Pertemuan Tahunan Bank Dunia-IMF di Bali Untungkan Indonesia.
Pendanaan pembangunan berkelanjutan sarannya, harus dilakukan dengan cara yang lebih inovatif daripada sekedar pemberian utang.
Editor: Rachmat Hidayat
TRIBUNNEWS.COM, JAKARTA-Dr. Agus Sari, salah seorang anggota Tim Kampanye Nasional (TKN) Jokowi – Kiai Maruf menyambut baik dimulainya acara Pertemuan Tahunan Bank Dunia dan Dana Moneter Internasional (World Bank – International Monetary Fund Annual Meeting) pada 8 – 12 Oktober 2018 di Bali.
TKN juga menyambut baik diadakannya acara paralel “Tri Hita Karana,” dengan tema “Blended Finance and Innovation,” yang akan digelar pada 10 – 11 Oktober 2018. “Menjadi tuan rumah acara ini bukan hanya mendudukkan Indonesia di posisi penting dunia dalam kancah pendanaan pembangunan, tetapi juga memberikan keuntungan yang tidak sedikit.” Agus Sari, salah seorang aktivis PSI, Senin (8/10/2018).
Agus Sari selama perhelatan IMF akan berada di Bali. Untuk pertemuan WB-IMF sebagai pembicara dalam acara Tri Hita Karana, menyatakan.
Dijelaskan, sebagai tuan rumah — yang telah diperjuangkan sejak masa kepresidenan Susilo Bambang Yudhoyono — Indonesia akan berkesempatan untuk memasukkan ide dan konsepnya untuk mendorong investasi swasta dalam perubahan iklim, penanganan bencana alam, dan pengembangan keuangan syariah.
Dari anggaran pemerintah sebesar $57 juta (sekitar Rp855 miliar) memang tampak besar. Namun, katanya hanya sekitar setengah dari potensi belanja keluarga para peserta yang diperkirakan akan mencapai $100 juta (Rp 1.4 triliun) sepanjang acara tersebut.

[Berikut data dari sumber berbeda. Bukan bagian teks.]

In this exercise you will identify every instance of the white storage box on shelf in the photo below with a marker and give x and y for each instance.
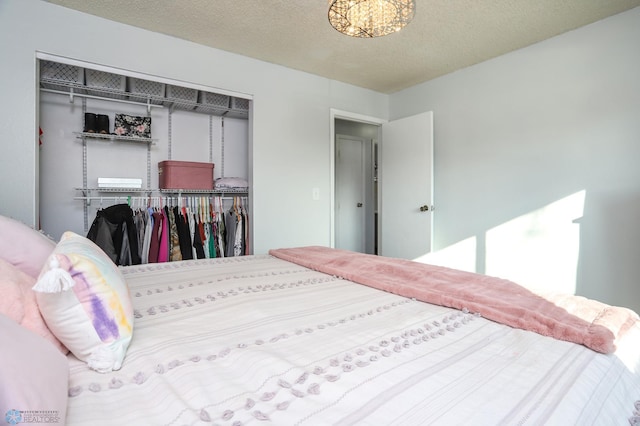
(107, 85)
(56, 76)
(133, 183)
(213, 103)
(143, 90)
(239, 108)
(179, 94)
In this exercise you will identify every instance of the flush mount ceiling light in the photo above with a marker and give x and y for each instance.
(370, 18)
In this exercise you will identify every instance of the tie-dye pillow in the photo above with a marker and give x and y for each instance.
(85, 302)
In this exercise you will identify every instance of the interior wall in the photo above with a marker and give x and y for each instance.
(290, 152)
(536, 152)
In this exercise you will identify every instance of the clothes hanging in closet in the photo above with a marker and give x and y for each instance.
(183, 229)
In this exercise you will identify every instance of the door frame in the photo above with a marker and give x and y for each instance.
(348, 116)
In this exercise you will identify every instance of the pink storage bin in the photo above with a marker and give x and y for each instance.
(185, 175)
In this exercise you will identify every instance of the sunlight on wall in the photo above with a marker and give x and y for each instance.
(461, 255)
(539, 250)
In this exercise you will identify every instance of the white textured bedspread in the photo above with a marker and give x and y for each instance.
(258, 340)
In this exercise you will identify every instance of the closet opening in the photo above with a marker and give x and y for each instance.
(85, 168)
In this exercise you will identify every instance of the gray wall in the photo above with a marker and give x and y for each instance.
(536, 162)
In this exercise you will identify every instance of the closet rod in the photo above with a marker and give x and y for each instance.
(125, 198)
(82, 95)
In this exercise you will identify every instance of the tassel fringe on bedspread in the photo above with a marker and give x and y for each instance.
(566, 317)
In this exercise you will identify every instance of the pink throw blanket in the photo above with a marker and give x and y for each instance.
(565, 317)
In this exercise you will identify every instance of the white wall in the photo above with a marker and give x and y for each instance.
(536, 162)
(290, 112)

Belum lagi diperhitungkan dampak berantai kepada ekonomi lokal pada usaha kecil masyarakat. “Jadi, pertemuan tersebut memberikan keuntungan ekonomi kepada Indonesia,” lanjutnya.
Indonesia telah diakui dunia dalam penanganan ekonominya. Di tengah-tengah situasi ekonomi dunia yang memburukpun, Indonesia memperlihatkan progres yang baik dengan pertumbuhan ekonomi yang cukup tinggi.
Pendanaan pembangunan berkelanjutan sarannya, harus dilakukan dengan cara yang lebih inovatif daripada sekedar pemberian utang. Harus menggabungkan sektor publik dan sektor swasta, dan menggabungkan modalitas pendanaan dari hibah, pinjaman, dan ekuitas, dengan campuran yang tepat.
”Pencampuran modalitas pendanaan ini akan memberikan kesempatan realokasi resiko dengan lebih tepat, setelah menyeimbangkan profil resiko inisiatifnya dengan profil resiko pendananya," kata dia.
Merespons kritik bahwa pengadaan acara ini tidak sensitif terhadap bencana alam yang baru saja terjadi di Lombok dan Sulawesi Tengah, Agus Sari menyatakan bahwa keduanya membantu dan menangani bencana Lombok dan Sulawesi Tengah serta menjadi tuan rumah pertemuan Bank Dunia – Dana Moneter Internasional bisa dilakukan berbarengan.
"Satu tidak harus meniadakan yang lain. Indonesia memiliki kemampuan cukup untuk melakukan kedua. Bencana yang datang dengan tiba-tiba dan tanpa disangka-sangka harus ditangani dengan baik. Presiden sudah beberapa kali mendatangi lokasi bencana untuk menjamin bahwa penanganan di lapangan berlangsung dengan baik," paparnya.
Dana yang dikucurkan untuk penanganan bencana Lombok dan Sulawesi Tengahpun jauh lebih besar ketimbang dana untuk pertemuan di Bali. Indonesia telah mempersiapkan pertemuan ini sejak masa kepresidenan SBY. Dan tidak mungkin membatalkannya dengan tiba-tiba. Lagipula, Indonesia tidak berniat menambah utang dengan menjadi tuan rumah pertemuan ini," ujarnya lagi.